Bahama 30

Development
- Designer: Robert Finch
- Location: United States
- Year: 1973
- Builder: Islander Yachts

Boat
- Displacement: 8,230 lb (3,733 kg)
- Draft: 5.00 ft (1.52 m)

Hull
- Type: Monohull
- Construction: Fiberglass
- LOA: 29.92 ft (9.12 m)
- LWL: 24.58 ft (7.49 m)
- Beam: 10.00 ft (3.05 m)
- Engine: Volvo MD7A 13 hp (10 kW) diesel engine

Hull appendages
- Keel: fin keel
- Ballast: 3,130 lb (1,420 kg)
- Rudder: internally-mounted spade-type rudder

Rig
- Rig type: Bermuda rig
- I foretriangle height: 40.00 ft (12.19 m)
- J foretriangle base: 12.80 ft (3.90 m)
- P mainsail luff: 33.80 ft (10.30 m)
- E mainsail foot: 11.50 ft (3.51 m)

Sails
- Sailplan: Masthead sloop
- Mainsail area: 194.35 sq ft (18.056 m^{2})
- Jib/genoa area: 256.00 sq ft (23.783 m^{2})
- Total sail area: 450.35 sq ft (41.839 m^{2})

= Bahama 30 =

Sailboat class

The Bahama 30 is an American sailboat that was designed by Robert Finch as a cruiser and first built in 1973.

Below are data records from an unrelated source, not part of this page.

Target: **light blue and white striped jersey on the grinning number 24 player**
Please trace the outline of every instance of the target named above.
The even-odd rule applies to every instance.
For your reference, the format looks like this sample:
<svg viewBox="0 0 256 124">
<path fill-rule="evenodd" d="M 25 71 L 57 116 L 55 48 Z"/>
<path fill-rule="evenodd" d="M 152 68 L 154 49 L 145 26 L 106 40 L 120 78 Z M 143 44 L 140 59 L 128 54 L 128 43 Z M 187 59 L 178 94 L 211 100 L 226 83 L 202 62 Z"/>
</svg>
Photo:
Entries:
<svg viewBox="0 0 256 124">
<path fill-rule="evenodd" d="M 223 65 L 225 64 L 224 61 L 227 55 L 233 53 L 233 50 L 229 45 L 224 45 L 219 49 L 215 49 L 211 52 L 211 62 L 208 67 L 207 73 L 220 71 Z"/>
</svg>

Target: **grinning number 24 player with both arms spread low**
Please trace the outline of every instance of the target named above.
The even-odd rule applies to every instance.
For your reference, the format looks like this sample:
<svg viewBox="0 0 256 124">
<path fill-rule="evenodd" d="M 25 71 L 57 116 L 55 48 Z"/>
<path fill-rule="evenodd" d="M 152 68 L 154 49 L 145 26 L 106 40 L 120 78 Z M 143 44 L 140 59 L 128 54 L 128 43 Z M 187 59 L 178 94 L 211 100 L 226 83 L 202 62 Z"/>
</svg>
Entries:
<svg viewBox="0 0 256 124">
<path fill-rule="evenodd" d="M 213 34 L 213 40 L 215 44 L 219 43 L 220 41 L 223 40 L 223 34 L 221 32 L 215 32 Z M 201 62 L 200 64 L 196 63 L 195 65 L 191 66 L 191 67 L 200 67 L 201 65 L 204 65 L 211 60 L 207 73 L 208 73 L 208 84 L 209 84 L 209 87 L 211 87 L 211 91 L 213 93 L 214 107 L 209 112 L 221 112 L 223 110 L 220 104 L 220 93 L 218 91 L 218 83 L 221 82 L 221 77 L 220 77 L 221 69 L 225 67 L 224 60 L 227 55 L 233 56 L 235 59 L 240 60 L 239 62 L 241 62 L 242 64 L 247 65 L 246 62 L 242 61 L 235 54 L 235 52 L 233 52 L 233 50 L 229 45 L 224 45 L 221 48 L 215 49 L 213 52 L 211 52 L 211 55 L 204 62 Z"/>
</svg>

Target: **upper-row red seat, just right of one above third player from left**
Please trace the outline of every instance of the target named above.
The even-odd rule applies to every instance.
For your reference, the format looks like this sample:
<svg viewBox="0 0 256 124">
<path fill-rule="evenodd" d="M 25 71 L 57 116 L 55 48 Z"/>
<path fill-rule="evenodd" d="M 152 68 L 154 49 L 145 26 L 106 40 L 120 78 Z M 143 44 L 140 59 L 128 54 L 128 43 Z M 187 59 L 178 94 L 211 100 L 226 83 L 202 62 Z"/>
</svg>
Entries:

The Bahama 30 shares the same hull design as the Islander 30 Mk II.

==Production==
The design was built by Islander Yachts in the United States, from 1973 to 1986, but it is now out of production.

==Design==
The Bahama 30 is a recreational keelboat, built predominantly of fiberglass, with wood trim. It has a masthead sloop rig, a raked stem, a reverse transom, an internally mounted spade-type rudder controlled by a wheel and a fixed fin keel. It displaces 8230 lb and carries 3130 lb of lead ballast.

The boat has a draft of 5.00 ft with the standard keel fitted. There was also an optional shoal draft keel.

The boat is fitted with a Swedish Volvo MD7A diesel engine of 13 hp. The fuel tank holds 20 u.s.gal and the fresh water tank has a capacity of 25 u.s.gal.

The design's galley is on the port side, at the foot of the companionway steps. It has a two-burner alcohol-fueled stove and an insulted icebox, which can also be accessed from the cockpit. The head is across the beam and just aft of the bow "V"-berth. It includes a shower. There is a double main cabin berth from the converted settee and a starboard quarter berth. The interior trim is teak, while the cabin sole is teak and holly. The cabin headliner is vinyl. There is a forward hanging locker and a forepeak storage compartment. Ventilation is provided by four opening ports and a forward translucent hatch.

There are genoa tracks, main and jib winches, slab reefing and internal halyards along with a topping lift.

The design has a hull speed of 6.64 kn.